Rocks from Mars are a rare component of the hundreds of thousands of meteorites we've collected. They're flung into space when cosmic collisions on Mars blast craters in its rocky crust, then they drift around the solar system for a while until Earth's gravity draws them close enough to fall. We have about 150 specimens in our hands. Nearly all of them are the same rock type, given the name shergottite after the meteorite named Shergotty, which fell near Sherghati, India, in 1865. It's a heavy, magnesium-rich mix of the minerals olivine, pyroxene and feldspar that is similar to the so-called ultramafic rocks of our own oceanic crust.
The Science paper reports efforts to trace shergottites and other Martian meteorites to their source. The research team, consisting of Stephanie Werner (University of Oslo), Anouck Ody (Lyon University) and François Poulet (Paris University Sud), first presented their work at the Lunar and Planetary Science Conference last year in Texas, but this paper marks its formal publication.
The authors had several facts at their disposal. The Martian stones consist of a well-known mix of minerals that can be checked against satellite observations of the Martian surface. They have a controversially wide range of age determinations, with most being more than 4 billion years old and a few as young as 150 million years old. And they have been exposed to cosmic rays for as little as 1 million years. This represents the time they were floating in space before falling to Earth.
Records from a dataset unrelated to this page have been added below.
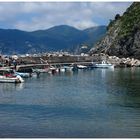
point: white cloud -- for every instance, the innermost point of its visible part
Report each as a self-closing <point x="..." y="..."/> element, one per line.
<point x="42" y="15"/>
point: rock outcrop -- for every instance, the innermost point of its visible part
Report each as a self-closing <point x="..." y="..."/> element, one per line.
<point x="123" y="36"/>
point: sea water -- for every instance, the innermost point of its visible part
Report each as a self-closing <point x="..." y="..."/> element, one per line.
<point x="89" y="103"/>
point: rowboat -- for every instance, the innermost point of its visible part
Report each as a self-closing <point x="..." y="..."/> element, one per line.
<point x="7" y="76"/>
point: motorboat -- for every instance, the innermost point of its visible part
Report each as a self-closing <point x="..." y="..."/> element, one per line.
<point x="24" y="75"/>
<point x="7" y="76"/>
<point x="103" y="65"/>
<point x="81" y="67"/>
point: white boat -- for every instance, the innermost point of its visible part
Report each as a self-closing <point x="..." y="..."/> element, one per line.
<point x="103" y="65"/>
<point x="6" y="76"/>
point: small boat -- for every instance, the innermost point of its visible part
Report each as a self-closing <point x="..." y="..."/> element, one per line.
<point x="7" y="76"/>
<point x="103" y="65"/>
<point x="24" y="75"/>
<point x="81" y="67"/>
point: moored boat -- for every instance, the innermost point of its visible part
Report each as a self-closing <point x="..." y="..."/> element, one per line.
<point x="103" y="65"/>
<point x="7" y="76"/>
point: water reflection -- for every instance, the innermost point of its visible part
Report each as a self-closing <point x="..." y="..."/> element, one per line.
<point x="10" y="87"/>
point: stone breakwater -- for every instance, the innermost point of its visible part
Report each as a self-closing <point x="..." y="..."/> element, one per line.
<point x="118" y="62"/>
<point x="96" y="58"/>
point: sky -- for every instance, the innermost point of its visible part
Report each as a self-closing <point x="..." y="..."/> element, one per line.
<point x="31" y="16"/>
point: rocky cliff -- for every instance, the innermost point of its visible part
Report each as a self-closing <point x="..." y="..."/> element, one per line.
<point x="123" y="36"/>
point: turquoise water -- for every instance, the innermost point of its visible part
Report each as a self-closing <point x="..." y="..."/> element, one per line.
<point x="93" y="103"/>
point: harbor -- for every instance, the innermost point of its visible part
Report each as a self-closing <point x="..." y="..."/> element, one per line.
<point x="88" y="103"/>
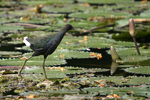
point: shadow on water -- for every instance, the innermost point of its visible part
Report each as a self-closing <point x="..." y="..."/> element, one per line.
<point x="104" y="62"/>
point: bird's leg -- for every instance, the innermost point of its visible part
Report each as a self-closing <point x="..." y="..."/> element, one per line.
<point x="19" y="73"/>
<point x="44" y="69"/>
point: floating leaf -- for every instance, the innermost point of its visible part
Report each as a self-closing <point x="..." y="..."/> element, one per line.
<point x="139" y="70"/>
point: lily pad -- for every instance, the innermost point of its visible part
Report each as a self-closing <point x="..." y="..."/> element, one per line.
<point x="139" y="70"/>
<point x="7" y="28"/>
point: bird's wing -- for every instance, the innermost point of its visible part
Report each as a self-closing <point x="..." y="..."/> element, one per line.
<point x="40" y="42"/>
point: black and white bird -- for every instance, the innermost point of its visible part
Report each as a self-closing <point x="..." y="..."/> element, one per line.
<point x="45" y="45"/>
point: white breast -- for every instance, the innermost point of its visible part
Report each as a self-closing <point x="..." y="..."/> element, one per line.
<point x="26" y="42"/>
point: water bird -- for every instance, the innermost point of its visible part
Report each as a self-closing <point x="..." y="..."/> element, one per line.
<point x="45" y="45"/>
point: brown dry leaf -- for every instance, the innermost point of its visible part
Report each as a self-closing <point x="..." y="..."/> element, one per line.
<point x="92" y="54"/>
<point x="30" y="96"/>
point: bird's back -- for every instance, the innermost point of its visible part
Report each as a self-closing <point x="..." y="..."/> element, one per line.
<point x="40" y="42"/>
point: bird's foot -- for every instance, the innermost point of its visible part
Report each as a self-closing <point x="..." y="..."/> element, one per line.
<point x="19" y="75"/>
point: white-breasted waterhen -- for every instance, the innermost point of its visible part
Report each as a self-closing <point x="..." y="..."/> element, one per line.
<point x="45" y="45"/>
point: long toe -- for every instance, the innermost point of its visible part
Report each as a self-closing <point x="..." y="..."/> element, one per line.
<point x="19" y="75"/>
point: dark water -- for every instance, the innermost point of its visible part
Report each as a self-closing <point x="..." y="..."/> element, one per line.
<point x="105" y="62"/>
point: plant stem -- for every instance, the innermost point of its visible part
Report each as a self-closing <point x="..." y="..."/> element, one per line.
<point x="136" y="45"/>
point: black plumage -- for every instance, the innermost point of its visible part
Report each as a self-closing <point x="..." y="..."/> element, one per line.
<point x="45" y="45"/>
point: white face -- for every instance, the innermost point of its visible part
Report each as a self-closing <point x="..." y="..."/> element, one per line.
<point x="26" y="42"/>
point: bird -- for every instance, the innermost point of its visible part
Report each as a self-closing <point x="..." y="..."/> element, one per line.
<point x="45" y="45"/>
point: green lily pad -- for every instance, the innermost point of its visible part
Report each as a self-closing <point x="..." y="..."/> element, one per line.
<point x="98" y="13"/>
<point x="51" y="92"/>
<point x="139" y="70"/>
<point x="122" y="81"/>
<point x="7" y="28"/>
<point x="9" y="54"/>
<point x="141" y="91"/>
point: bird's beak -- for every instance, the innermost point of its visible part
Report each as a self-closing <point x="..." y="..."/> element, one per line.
<point x="73" y="28"/>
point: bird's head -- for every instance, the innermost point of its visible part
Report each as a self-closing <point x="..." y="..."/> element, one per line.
<point x="68" y="27"/>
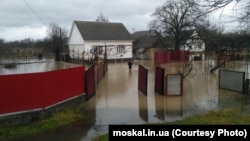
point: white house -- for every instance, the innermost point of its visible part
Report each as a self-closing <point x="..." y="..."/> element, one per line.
<point x="88" y="39"/>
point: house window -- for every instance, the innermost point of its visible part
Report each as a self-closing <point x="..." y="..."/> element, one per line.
<point x="97" y="50"/>
<point x="120" y="49"/>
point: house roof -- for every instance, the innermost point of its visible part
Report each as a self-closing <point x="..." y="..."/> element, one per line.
<point x="102" y="30"/>
<point x="146" y="42"/>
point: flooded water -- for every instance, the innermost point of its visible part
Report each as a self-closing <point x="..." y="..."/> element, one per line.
<point x="118" y="101"/>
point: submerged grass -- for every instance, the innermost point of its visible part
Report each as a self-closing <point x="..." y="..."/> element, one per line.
<point x="57" y="120"/>
<point x="220" y="117"/>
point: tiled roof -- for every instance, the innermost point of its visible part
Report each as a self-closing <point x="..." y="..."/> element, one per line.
<point x="103" y="31"/>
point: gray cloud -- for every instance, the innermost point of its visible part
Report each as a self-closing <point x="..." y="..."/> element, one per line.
<point x="28" y="18"/>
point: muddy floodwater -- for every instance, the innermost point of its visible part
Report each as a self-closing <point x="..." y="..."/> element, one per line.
<point x="118" y="101"/>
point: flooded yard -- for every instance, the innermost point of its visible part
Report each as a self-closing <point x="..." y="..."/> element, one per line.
<point x="118" y="101"/>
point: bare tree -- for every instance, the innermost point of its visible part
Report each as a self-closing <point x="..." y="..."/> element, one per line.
<point x="174" y="17"/>
<point x="57" y="35"/>
<point x="102" y="18"/>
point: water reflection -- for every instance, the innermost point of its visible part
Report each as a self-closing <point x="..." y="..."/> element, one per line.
<point x="118" y="101"/>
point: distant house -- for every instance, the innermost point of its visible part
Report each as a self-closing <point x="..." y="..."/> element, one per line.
<point x="145" y="44"/>
<point x="90" y="39"/>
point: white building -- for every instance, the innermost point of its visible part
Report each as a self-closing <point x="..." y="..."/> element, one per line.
<point x="196" y="46"/>
<point x="87" y="39"/>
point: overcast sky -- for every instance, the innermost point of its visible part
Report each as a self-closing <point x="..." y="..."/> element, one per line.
<point x="20" y="19"/>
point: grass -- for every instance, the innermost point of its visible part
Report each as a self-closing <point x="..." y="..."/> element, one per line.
<point x="57" y="120"/>
<point x="220" y="117"/>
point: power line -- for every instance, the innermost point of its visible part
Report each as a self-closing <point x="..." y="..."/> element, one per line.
<point x="34" y="12"/>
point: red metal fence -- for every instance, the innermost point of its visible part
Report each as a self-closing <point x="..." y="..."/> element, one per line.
<point x="143" y="80"/>
<point x="22" y="92"/>
<point x="90" y="82"/>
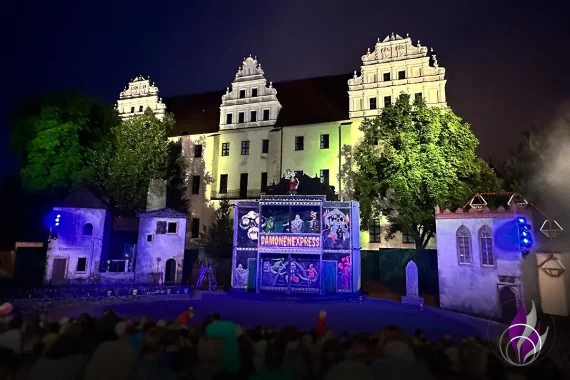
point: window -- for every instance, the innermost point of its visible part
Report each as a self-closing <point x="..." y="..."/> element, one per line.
<point x="324" y="141"/>
<point x="160" y="227"/>
<point x="486" y="246"/>
<point x="407" y="238"/>
<point x="263" y="182"/>
<point x="81" y="264"/>
<point x="463" y="237"/>
<point x="172" y="228"/>
<point x="325" y="176"/>
<point x="223" y="184"/>
<point x="196" y="184"/>
<point x="225" y="149"/>
<point x="88" y="229"/>
<point x="244" y="148"/>
<point x="195" y="231"/>
<point x="197" y="151"/>
<point x="373" y="105"/>
<point x="374" y="231"/>
<point x="299" y="143"/>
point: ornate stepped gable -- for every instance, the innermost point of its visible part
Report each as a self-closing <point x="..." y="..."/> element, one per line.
<point x="396" y="48"/>
<point x="140" y="94"/>
<point x="250" y="102"/>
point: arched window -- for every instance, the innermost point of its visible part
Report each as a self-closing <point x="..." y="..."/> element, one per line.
<point x="87" y="229"/>
<point x="463" y="237"/>
<point x="486" y="246"/>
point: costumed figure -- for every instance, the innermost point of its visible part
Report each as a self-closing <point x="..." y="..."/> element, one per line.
<point x="336" y="227"/>
<point x="297" y="225"/>
<point x="293" y="181"/>
<point x="250" y="222"/>
<point x="314" y="223"/>
<point x="279" y="270"/>
<point x="344" y="272"/>
<point x="312" y="273"/>
<point x="240" y="276"/>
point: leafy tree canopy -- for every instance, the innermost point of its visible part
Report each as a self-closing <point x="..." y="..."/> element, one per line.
<point x="138" y="151"/>
<point x="52" y="137"/>
<point x="412" y="158"/>
<point x="217" y="239"/>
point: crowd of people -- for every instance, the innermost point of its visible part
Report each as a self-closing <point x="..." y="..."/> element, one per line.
<point x="110" y="347"/>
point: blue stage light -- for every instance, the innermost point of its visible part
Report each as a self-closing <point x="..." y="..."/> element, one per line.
<point x="525" y="236"/>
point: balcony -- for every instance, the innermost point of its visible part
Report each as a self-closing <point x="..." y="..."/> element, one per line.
<point x="237" y="194"/>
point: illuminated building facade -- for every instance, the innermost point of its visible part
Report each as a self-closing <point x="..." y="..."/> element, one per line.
<point x="241" y="140"/>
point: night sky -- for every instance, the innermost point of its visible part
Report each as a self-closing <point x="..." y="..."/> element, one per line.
<point x="507" y="65"/>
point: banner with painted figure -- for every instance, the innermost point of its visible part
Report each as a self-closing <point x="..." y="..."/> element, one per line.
<point x="248" y="227"/>
<point x="274" y="272"/>
<point x="285" y="219"/>
<point x="336" y="229"/>
<point x="241" y="268"/>
<point x="304" y="272"/>
<point x="344" y="282"/>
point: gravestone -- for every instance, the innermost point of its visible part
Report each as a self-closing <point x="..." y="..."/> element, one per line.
<point x="412" y="295"/>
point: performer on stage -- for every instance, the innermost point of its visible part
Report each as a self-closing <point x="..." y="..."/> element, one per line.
<point x="293" y="181"/>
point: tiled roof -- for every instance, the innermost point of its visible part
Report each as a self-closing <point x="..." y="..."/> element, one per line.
<point x="163" y="213"/>
<point x="304" y="101"/>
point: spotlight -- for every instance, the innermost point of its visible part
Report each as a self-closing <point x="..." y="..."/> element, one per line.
<point x="525" y="236"/>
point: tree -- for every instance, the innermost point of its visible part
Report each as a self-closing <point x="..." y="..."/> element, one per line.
<point x="217" y="239"/>
<point x="524" y="165"/>
<point x="52" y="135"/>
<point x="414" y="157"/>
<point x="138" y="152"/>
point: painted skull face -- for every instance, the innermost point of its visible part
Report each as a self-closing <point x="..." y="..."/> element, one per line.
<point x="250" y="222"/>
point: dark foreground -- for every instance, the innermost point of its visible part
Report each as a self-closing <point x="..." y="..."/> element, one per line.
<point x="352" y="316"/>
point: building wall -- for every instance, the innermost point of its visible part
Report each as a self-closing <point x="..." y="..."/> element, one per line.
<point x="163" y="246"/>
<point x="393" y="54"/>
<point x="71" y="244"/>
<point x="474" y="288"/>
<point x="7" y="259"/>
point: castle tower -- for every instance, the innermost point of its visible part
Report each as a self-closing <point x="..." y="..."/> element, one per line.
<point x="251" y="102"/>
<point x="395" y="66"/>
<point x="140" y="94"/>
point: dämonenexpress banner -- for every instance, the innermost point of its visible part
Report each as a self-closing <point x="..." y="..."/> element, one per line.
<point x="290" y="241"/>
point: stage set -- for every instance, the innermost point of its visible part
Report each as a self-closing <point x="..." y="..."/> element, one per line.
<point x="296" y="244"/>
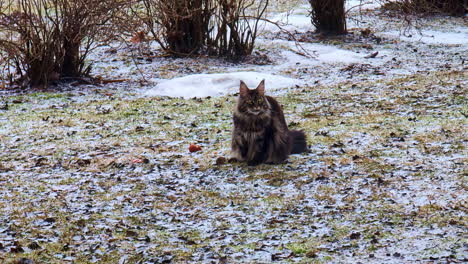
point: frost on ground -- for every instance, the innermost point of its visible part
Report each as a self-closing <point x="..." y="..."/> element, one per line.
<point x="103" y="174"/>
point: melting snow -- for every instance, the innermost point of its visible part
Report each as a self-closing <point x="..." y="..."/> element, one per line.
<point x="202" y="85"/>
<point x="458" y="36"/>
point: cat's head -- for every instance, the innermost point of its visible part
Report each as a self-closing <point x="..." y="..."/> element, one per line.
<point x="253" y="102"/>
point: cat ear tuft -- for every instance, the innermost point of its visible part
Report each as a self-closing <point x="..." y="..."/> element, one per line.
<point x="243" y="89"/>
<point x="261" y="88"/>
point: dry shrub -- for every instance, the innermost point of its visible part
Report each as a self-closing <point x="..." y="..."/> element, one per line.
<point x="451" y="7"/>
<point x="47" y="40"/>
<point x="329" y="16"/>
<point x="225" y="28"/>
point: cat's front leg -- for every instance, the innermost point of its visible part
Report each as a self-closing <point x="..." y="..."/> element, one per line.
<point x="238" y="148"/>
<point x="260" y="152"/>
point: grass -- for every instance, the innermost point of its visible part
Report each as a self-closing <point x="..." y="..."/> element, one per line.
<point x="386" y="159"/>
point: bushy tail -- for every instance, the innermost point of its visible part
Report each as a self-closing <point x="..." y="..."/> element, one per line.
<point x="298" y="140"/>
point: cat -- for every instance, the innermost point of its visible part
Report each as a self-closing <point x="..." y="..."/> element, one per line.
<point x="260" y="133"/>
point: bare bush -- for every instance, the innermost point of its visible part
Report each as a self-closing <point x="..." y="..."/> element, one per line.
<point x="328" y="16"/>
<point x="226" y="28"/>
<point x="46" y="40"/>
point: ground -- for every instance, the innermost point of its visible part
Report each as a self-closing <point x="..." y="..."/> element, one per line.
<point x="103" y="174"/>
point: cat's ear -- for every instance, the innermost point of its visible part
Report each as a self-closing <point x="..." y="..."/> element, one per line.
<point x="243" y="89"/>
<point x="261" y="88"/>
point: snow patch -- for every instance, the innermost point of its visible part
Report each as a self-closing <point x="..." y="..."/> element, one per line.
<point x="458" y="36"/>
<point x="203" y="85"/>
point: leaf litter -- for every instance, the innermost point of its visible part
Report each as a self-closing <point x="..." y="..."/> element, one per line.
<point x="105" y="175"/>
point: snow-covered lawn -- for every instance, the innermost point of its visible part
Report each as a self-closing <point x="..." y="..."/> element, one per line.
<point x="103" y="174"/>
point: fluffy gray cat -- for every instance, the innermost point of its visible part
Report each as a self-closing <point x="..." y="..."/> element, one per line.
<point x="260" y="133"/>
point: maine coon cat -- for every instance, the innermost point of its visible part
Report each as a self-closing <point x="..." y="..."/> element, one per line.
<point x="260" y="133"/>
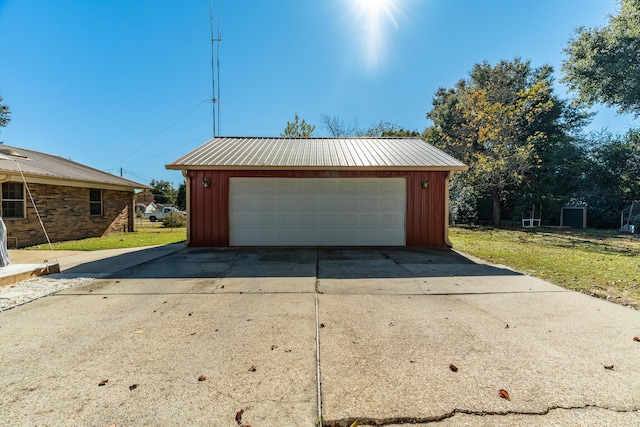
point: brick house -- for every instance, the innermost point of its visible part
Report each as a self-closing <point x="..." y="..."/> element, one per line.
<point x="74" y="201"/>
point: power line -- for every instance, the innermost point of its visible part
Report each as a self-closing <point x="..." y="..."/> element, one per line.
<point x="160" y="133"/>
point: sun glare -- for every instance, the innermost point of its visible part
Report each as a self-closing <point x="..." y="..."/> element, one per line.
<point x="373" y="18"/>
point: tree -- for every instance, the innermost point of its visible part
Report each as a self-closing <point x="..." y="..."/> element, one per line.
<point x="502" y="121"/>
<point x="603" y="63"/>
<point x="337" y="128"/>
<point x="611" y="177"/>
<point x="387" y="129"/>
<point x="298" y="129"/>
<point x="163" y="192"/>
<point x="5" y="114"/>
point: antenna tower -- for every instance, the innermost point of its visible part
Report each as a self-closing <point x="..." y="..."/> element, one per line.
<point x="216" y="38"/>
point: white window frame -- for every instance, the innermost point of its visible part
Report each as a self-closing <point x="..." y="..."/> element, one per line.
<point x="23" y="201"/>
<point x="95" y="202"/>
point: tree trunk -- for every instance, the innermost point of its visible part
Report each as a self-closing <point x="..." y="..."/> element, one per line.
<point x="495" y="195"/>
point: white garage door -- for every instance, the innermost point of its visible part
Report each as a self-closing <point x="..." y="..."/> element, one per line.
<point x="317" y="211"/>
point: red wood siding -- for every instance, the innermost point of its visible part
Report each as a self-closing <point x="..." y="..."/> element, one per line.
<point x="209" y="207"/>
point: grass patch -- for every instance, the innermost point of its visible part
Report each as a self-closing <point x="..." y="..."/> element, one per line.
<point x="601" y="263"/>
<point x="146" y="234"/>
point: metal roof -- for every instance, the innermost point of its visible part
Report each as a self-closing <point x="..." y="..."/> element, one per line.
<point x="14" y="160"/>
<point x="317" y="153"/>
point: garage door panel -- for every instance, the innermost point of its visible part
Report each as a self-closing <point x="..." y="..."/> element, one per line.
<point x="312" y="212"/>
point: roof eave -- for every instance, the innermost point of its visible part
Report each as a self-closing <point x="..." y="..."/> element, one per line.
<point x="442" y="168"/>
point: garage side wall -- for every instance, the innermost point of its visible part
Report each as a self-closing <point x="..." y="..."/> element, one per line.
<point x="209" y="207"/>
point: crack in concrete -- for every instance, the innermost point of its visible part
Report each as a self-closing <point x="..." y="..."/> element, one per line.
<point x="366" y="421"/>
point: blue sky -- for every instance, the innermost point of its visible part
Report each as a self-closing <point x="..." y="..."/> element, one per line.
<point x="127" y="84"/>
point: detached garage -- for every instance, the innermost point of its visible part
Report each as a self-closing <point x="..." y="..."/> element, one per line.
<point x="317" y="192"/>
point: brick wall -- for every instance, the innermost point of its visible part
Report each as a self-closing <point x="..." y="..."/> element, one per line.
<point x="66" y="215"/>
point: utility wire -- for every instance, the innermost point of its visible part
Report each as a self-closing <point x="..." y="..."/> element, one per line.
<point x="161" y="132"/>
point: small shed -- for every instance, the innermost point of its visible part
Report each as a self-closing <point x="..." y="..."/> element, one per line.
<point x="244" y="191"/>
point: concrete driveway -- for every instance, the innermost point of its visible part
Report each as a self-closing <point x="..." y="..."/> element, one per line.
<point x="196" y="336"/>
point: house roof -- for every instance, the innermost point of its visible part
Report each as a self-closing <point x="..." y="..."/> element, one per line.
<point x="317" y="153"/>
<point x="42" y="167"/>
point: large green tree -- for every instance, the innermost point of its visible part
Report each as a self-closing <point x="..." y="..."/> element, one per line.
<point x="502" y="121"/>
<point x="603" y="64"/>
<point x="298" y="129"/>
<point x="611" y="177"/>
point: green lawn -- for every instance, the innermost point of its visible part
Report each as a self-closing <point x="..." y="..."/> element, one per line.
<point x="597" y="262"/>
<point x="146" y="234"/>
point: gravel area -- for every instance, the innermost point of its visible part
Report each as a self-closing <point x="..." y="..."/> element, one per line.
<point x="29" y="290"/>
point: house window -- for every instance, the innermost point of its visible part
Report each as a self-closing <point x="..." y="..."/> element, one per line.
<point x="13" y="202"/>
<point x="95" y="202"/>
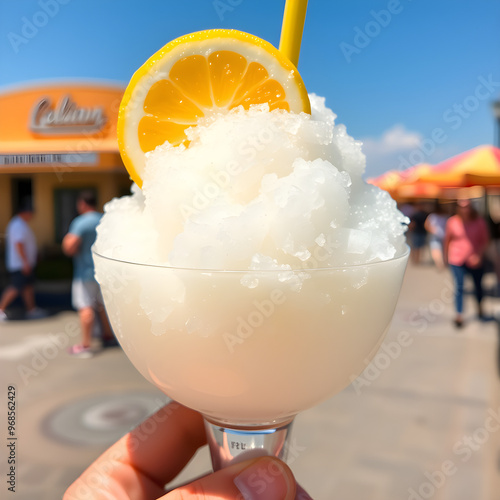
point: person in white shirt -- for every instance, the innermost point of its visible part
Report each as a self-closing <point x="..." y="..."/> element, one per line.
<point x="21" y="256"/>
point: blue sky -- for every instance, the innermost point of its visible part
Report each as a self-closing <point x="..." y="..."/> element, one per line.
<point x="413" y="79"/>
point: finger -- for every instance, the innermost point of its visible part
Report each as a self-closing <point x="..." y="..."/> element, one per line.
<point x="265" y="478"/>
<point x="162" y="445"/>
<point x="144" y="460"/>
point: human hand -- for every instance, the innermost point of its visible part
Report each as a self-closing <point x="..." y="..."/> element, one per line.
<point x="139" y="465"/>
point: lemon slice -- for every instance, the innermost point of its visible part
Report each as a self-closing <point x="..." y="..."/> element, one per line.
<point x="197" y="75"/>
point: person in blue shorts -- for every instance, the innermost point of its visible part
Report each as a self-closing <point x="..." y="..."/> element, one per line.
<point x="85" y="291"/>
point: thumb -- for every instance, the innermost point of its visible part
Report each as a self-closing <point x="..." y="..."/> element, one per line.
<point x="265" y="478"/>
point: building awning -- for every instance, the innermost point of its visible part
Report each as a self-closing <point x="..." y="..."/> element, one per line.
<point x="61" y="126"/>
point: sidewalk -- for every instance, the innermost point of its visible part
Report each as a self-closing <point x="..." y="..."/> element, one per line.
<point x="420" y="422"/>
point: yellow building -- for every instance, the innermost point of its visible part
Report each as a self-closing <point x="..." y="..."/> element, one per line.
<point x="56" y="140"/>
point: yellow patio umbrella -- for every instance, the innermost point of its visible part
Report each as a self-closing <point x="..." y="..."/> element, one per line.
<point x="478" y="166"/>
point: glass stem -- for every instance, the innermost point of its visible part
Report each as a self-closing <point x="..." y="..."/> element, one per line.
<point x="229" y="445"/>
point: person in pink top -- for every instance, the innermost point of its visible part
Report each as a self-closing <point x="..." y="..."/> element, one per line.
<point x="465" y="243"/>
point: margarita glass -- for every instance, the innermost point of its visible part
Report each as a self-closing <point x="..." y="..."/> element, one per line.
<point x="250" y="349"/>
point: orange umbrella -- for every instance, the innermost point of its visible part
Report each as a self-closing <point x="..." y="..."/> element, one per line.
<point x="478" y="166"/>
<point x="407" y="183"/>
<point x="388" y="181"/>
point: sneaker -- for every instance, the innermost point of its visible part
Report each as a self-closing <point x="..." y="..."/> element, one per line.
<point x="36" y="313"/>
<point x="79" y="351"/>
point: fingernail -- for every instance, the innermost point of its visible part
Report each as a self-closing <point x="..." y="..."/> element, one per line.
<point x="301" y="494"/>
<point x="265" y="479"/>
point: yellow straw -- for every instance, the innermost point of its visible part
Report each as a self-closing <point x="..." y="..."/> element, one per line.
<point x="291" y="30"/>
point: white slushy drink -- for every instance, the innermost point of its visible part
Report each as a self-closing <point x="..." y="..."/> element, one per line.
<point x="256" y="272"/>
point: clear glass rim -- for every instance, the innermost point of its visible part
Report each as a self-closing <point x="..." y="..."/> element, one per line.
<point x="399" y="257"/>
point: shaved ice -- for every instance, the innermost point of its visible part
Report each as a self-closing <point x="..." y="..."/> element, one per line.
<point x="256" y="190"/>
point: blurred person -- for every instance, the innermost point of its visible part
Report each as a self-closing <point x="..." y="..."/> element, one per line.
<point x="417" y="233"/>
<point x="85" y="291"/>
<point x="465" y="243"/>
<point x="435" y="224"/>
<point x="137" y="467"/>
<point x="21" y="257"/>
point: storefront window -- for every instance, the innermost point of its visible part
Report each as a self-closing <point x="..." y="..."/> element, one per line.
<point x="22" y="193"/>
<point x="65" y="209"/>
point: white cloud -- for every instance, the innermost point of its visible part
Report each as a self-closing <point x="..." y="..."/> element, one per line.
<point x="383" y="153"/>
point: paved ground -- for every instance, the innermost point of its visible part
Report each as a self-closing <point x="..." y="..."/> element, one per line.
<point x="420" y="423"/>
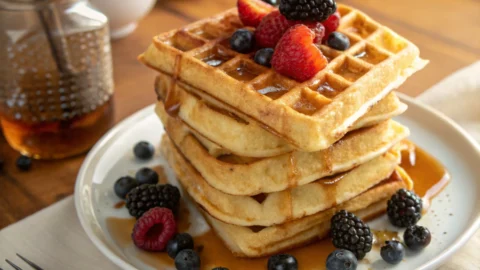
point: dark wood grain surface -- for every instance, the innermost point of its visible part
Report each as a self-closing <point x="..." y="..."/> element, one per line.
<point x="445" y="30"/>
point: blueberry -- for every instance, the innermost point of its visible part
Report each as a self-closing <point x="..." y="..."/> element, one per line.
<point x="272" y="2"/>
<point x="146" y="176"/>
<point x="282" y="262"/>
<point x="264" y="56"/>
<point x="242" y="41"/>
<point x="144" y="150"/>
<point x="187" y="259"/>
<point x="392" y="252"/>
<point x="341" y="259"/>
<point x="123" y="185"/>
<point x="24" y="163"/>
<point x="417" y="237"/>
<point x="178" y="243"/>
<point x="338" y="41"/>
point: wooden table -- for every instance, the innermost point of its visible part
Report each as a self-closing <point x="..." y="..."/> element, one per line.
<point x="445" y="30"/>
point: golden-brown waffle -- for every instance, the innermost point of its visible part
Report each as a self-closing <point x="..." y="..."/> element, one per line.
<point x="258" y="241"/>
<point x="277" y="173"/>
<point x="279" y="207"/>
<point x="242" y="135"/>
<point x="309" y="115"/>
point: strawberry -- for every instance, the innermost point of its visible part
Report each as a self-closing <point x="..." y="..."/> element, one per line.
<point x="274" y="25"/>
<point x="296" y="55"/>
<point x="251" y="12"/>
<point x="331" y="24"/>
<point x="271" y="29"/>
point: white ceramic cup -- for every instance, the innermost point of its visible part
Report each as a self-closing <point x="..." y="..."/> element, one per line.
<point x="123" y="15"/>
Werner's team then made a new search for the youngest craters on Mars. These are best known from their fresh appearance and the presence of dust deposits that form a star-shaped pattern. The rays don't show up well in ordinary light, but thermal images taken at night display them well. A prevous study found eight of these rayed craters, most of them only a few kilometers across. Only one of that group, Zunil, is large enough (about 10 km across) that the energy spent in forming it could have launched rocks free of Mars's gravity.